Ada warna yang berbeda dari totalitas Tua Enge pada dua periode tersebut. Pada usianya yang menginjak masa 70 tahun, Tua Enge masih menjadi guru Bahasa Jerman. Tetapi, Tua Enge sudah bukan lagi guru ilmu alam, olahraga, dan baris berbaris. Kendati masih sering terusik dengan baris berbaris siswa yang tidak rapi, Tua Enge sudah tidak bisa menipu usia. Namun kami tetap beruntung. Kami masih mengenyam gemblengan dari sisa kecil guru serba bisa hasil racikan pendidikan gymnasium tempo dulu. Sebab, di tangan mereka, apalah artinya sebuah profesi tanpa totalitas. Karena itu, kami tidak saja mempelajari Bahasa Jerman, tetapi juga menyerap sebuah peradaban, ilmu hidup, dan logika hati. Kecuali, mungkin soal buang angin di depan kelas.


Saat menjalani usianya di periode 80 tahun, Tua Enge sudah tidak mengajar sama sekali. Bahasa Jerman diambil alih mantan siswanya Romo Beni Lalo. Aktivitas di polik sudah mulai berkurang, sejak Tua Enge jatuh di tangga depan polik. Hidupnya praktis bersalin dari kamar pribadi, kapel, dan Biara Karmel.


Ruang geraknya yang mulai terbatas itu tidak pernah mengendurkan kurban dirinya bagi sesama dan Tuhan. Bagi Seminari Mataloko, semua mantan muridnya, anak-anak asuhnya di Polik, dan semua yang sudah sedang menetek dalam kurban dirinya, Tua Enge adalah elemen yang tak terpisahkan. Dia berdiri dan terhubung pada lingkaran komunitas itu. Tanpanya, individu dan kelompok dalam komunitas itu tidak akan pernah terhubung atau disebut lingkaran.

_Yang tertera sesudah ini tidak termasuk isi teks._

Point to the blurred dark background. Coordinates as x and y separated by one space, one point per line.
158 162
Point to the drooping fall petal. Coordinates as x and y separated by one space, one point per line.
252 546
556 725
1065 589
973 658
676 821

Jika kita percaya bahwa hidup, individu-individu, dan Tuhan adalah Providentia Dei. Lalu kita terhubung satu sama lain berkat pancaran dari logos Allah, yaitu sebuah persekutuan yang tak terpisahkan antara Bapa, Putra, dan Roh Kudus. Lantas, posisi Tua Enge tidak berlebihan adalah personifikasi Bapa, yaitu Dia yang berdaya menciptakan dan mengilhami. Kita tidak lebih dari Putra yang hingga kini terus menerus dicobai dari Padang Gurun hingga ke Taman Getzemani hanya untuk sekedar mengiyakan Jalan Salib.


Bahkan saat ini, tatkala Tua Enge hanya bisa merebahkan tubuhnya di tempat tidur. Hidupnya bergantung pada tabung oksigen dan uluran tangan orang lain. Namun, sesungguhnya Roh Kudus yang meruah dalam diri Tua Enge, dalam perjalanan totalitas dirinya yang panjang, tengah hidup dan mendorong Putra-Putra di medan tempur untuk meneladaninya. Sebab, yang ditunjukkan Tua Enge sudah lebih dari cukup untuk tidak bisa dicapai, kecuali ketika terus menerus Putra-Putranya dicobai. Dan di sinilah posisi Tua Enge sebagai yang mencipta dan mengilhami, sebagai Bapa. Untuk itu, Tua Enge tidak bisa tergantikan. Dia akan terus hidup, bergerak, mencipta, dan mengilhami dalam ruang terbatasnya sekalipun.


3


Tua Enge dikabarkan dalam kondisi kritis dan harus dirujuk ke Rumah Sakit Umum Bajawa pada 7 Februari, malam kemarin. Menempati salah satu tempat tidur di Ruangan ICU RSU tersebut. Itu berita yang kami dengar dari Almamater. Berita itu cepat tersebar ke segala penjuru dunia melalui jejaring sosial, poros kekuatan abad ini. Gelombang informasi itu membangunkan kembali memori Putra-Putranya di medan tempur. Putra-Putra kembali ke basis lingkarannya, kepada komunitas, dan asal muasal dirinya.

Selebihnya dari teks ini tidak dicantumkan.